Task Force mourns the loss of Jose Julio Sarria
The National Gay and Lesbian Task Force mourns the loss of LGBT rights pioneer Jose Julio Sarria. He was 91, a World War II veteran and the first openly LGBT candidate to run for public office in North America. Sarria was a candidate for the San Francisco Board of Supervisors in 1961.
In 1965, Sarria declared himself “Empress Jose I, The Widow Norton” after winning a drag queen competition at the Tavern Guild’s “Beaux Arts Ball.” With that proclamation, the first Court Chapter of the International Court System was established.

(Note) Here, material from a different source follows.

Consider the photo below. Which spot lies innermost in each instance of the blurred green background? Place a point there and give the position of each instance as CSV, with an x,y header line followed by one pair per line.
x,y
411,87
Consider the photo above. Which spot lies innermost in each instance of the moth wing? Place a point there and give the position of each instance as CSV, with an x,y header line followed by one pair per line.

Russell Roybal, First Imperial Grandson to Empress I Jose, The Widow Norton and Deputy Executive Director of External Relations of the National Gay and Lesbian Task Force, said: “Words cannot express what a tremendous loss I feel today on the passing of Jose Sarria. He is an icon of the LGBT community, a hero, a mentor and a friend. Jose brought laughter, camp and fun to all of our lives and to the struggle not just for gay and lesbian liberation, but for all people. His legacy as a gay Latino leader, activist and drag queen will live on for all of us who share his commitment to the communities from which we come.”

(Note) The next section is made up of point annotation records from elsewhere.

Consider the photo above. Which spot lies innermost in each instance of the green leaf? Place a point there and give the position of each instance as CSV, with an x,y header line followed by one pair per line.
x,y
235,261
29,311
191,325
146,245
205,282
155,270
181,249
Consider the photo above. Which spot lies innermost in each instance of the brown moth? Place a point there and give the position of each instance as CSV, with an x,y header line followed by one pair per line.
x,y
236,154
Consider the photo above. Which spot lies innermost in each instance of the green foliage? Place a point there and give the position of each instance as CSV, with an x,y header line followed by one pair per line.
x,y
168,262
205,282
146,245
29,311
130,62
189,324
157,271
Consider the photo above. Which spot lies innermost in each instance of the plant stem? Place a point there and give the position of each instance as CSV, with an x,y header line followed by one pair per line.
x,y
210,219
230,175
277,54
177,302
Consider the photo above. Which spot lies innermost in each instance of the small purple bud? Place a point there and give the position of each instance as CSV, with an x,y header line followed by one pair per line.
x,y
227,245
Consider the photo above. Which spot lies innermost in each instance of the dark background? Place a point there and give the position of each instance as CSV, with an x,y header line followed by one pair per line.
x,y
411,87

The International Court System of the United States, Canada and Mexico now has associated chapters in over 68 cities across the three nations. In 1961 Sarria helped to form the League for Civil Education, one of the first gay rights organizations in the country and the first gay nonprofit registered in California.
Also, in 1961 when Sarria declared himself a candidate for the San Francisco Board of Supervisors, he finished in ninth place from a field of over thirty candidates. In 1963 he co-founded the Society for Individual Rights (SIR).
“Today we lost a pioneer, trailblazer and hero in the movement for lesbian, gay, bisexual and transgender equality,” said Rea Carey, executive director of the National Gay and Lesbian Task Force. “I am deeply saddened on the passing of civil rights legend Jose Sarria. The Task Force honored Jose Sarria at the National Conference on LGBT Equality: Creating Change in 2005 for his over 50 years of leadership and activism on behalf of LGBT people and our families. He was an original that will be sorely missed.”